With the innovative inclusion of IPA transcription to represent nonwords phonemically, we have provided a unitary algorithm that can handle both words and nonwords. For nonwords, once the targets and responses were phonemically transcribed, we estimated their distance in the same fashion as we estimated the distance between targets and responses for real words. For example, if the target word is KANTREE, eSpeak will provide the IPA form /kantɹi/. If the patient transcribed the word as KINTRA, the proposed approach will compare /kantɹi/ to /kɪntɹə/. An advantage of using IPA is that it provides consistent phonemic representations of nonwords. This approach contrasts with the challenges faced in manual scoring to estimate the errors for nonwords that can be orthographically represented in multiple ways. In these cases, clinicians have to identify the target representation that the patient probably had in mind so that the scoring is “fair.” For instance, in the manual approach, if the target word is FLOPE and the patient wrote PHLAP, a clinician may not compare the word to the target word FLOPE but to a presumed target PHLOAP, as this is orthographically closer to the response. This would give a score of 5/6. However, a different clinician may compare this response to PHLOPE and provide a different score, specifically, 4/6 (see also the Alternative Approaches Using “Distance Functions” section for discussion). As a result, each scorer's selection of a specific intended target can influence the scoring by enabling a different set of available options for the spelling of the targets. This clearly poses additional challenges for manual scoring of nonword spelling responses.
The phonemic transcription of nonwords generates a single pronunciation of a spelled word that was produced using grapheme to pronunciation rules of English, without accessing the lexicon. The pronunciation rules prioritize the most probable pronunciation given the context in which a letter appears (i.e., what letters precede and follow a given letter). What is novel about the proposed approach is that it does not require generating an “intended target.” Instead, the patients' actual response is converted to IPA and compared to the IPA of the target. If the IPA transcription of the target nonword and the transcription of the response match on their pronunciation, the response is considered correct. Since the IPA transcription always provides the same representation for a given item, without having to infer a participant's intended target, the algorithm produces a consistent score, which we consider a valuable benefit of the proposed approach.
The pronunciation rules convert an orthographic item to the most probable pronunciation transcription. For example, the nonwords KANTREE, KANTRY, or KANTRI will all be transcribed by the program into /kæntɹi/, and all of these spellings would be scored as correct. However, a less straightforward example is when, for instance, for the stimulus /raInt/, a patient writes RINT. A clinician might choose to score this as correct based on the writing of the existing word PINT /paInt/. On the other hand, the automated algorithm will transcribe RINT into /rInt/ and mark this as an error. However, because such cases are ambiguous, they could also create discrepancies between clinicians. However, because the automated algorithm provides consistent phonemic representation for every item, it eliminates discrepancies that might occur between different clinicians and in human scoring in general, helping to offset the discrepancies between manual and automated scoring.

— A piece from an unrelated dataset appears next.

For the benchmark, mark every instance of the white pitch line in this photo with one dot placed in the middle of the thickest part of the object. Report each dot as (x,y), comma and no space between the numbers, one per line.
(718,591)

A problem that might arise is the generalizability of the algorithm for patients and clinicians with different English accents, which may lead to different spellings. Some of these cases can be addressed by selecting the corresponding eSpeak pronunciation when using the algorithm. For example, the system already includes pronunciations for Scottish English, Standard British English (received pronunciation), and so on, and further pronunciation dictionaries can be added. However, in future work and especially when this automated method is used in areas of the world with distinct dialects, the target items can be provided in IPA format as well, especially for the nonwords.
Lastly, it is important to note that, for the purpose of demonstrating this new methodology, this study used the spelling data from individuals with PPA. However, tests evaluating spelling performance are currently being employed across a broad variety of patient populations, including children with language disorders, as well as adults with stroke-induced aphasia and acquired neurogenic language disorders. Therefore, the proposed method can be employed to estimate spelling performance across a range of different populations, for a variety of different purposes.
A limitation of the automated method described here is that it provides item-specific scores, but it does not identify error types, for example, it does not identify semantic and phonologically plausible errors. For instance, if the target is “lion” but the response is TIGER, then this is a semantic substitution error. On the other hand, if the target is “lion” but the response is LAION, then this is a phonologically plausible error. Although this labeling is not provided by the scoring algorithm as currently configured, it can be a useful feature to implement both in clinical and research work (Rapp & Fischer-Baum, 2015). Error type labeling such as this can extend this work even further, adding to the value of this new tool, and it thus constitutes important direction for future research.
Conclusions
The aim of this study has been to provide an objective method for scoring spelling performance that can be used both in clinical and research settings to replace the current manual spelling scoring process, which is both time-consuming and laborious. We obtained spelling scorings using several automatic distance metrics and evaluated their efficiency by calculating their correlations with manual scoring. Our findings showed that the normalized Damerau–Levenshtein distance provides scores very similar to manual scoring for both words and nonwords, with .99 and .95 correlations, respectively, and can thus be employed to automate the scoring of spelling. For words, this distance is estimated by comparing the orthographic representation of the target and the response, while for nonwords, the distance is calculated by comparing the phonemic, IPA-transcribed representation of both the target and response. Finally, it is important to note that, while the manual scoring for a data set of the size discussed here can take many hours to complete, the automated scoring can be completed in less than 1 s. These results provide the basis for developing a useful tool for the clinicians and the researchers to evaluate spelling performance accurately and efficiently.
Acknowledgments
This study was supported by the Science of Learning Institute at Johns Hopkins University and National Institute on Deafness and Other Communication Disorders Grant R01 DC014475 (to Kyrana Tsapkini).
Appendix A
Distance Metrics
1. The sequence matcher ratio proposed by Ratcliff and Metzener (1988) provides the similarity of two strings as the number of matching characters divided by the total number of characters in the two strings. It recursively identifies common characters in the longest common substring (a.k.a. longest common subsequence) and the characters in the string without matched characters preceding or following the longest common subsequence.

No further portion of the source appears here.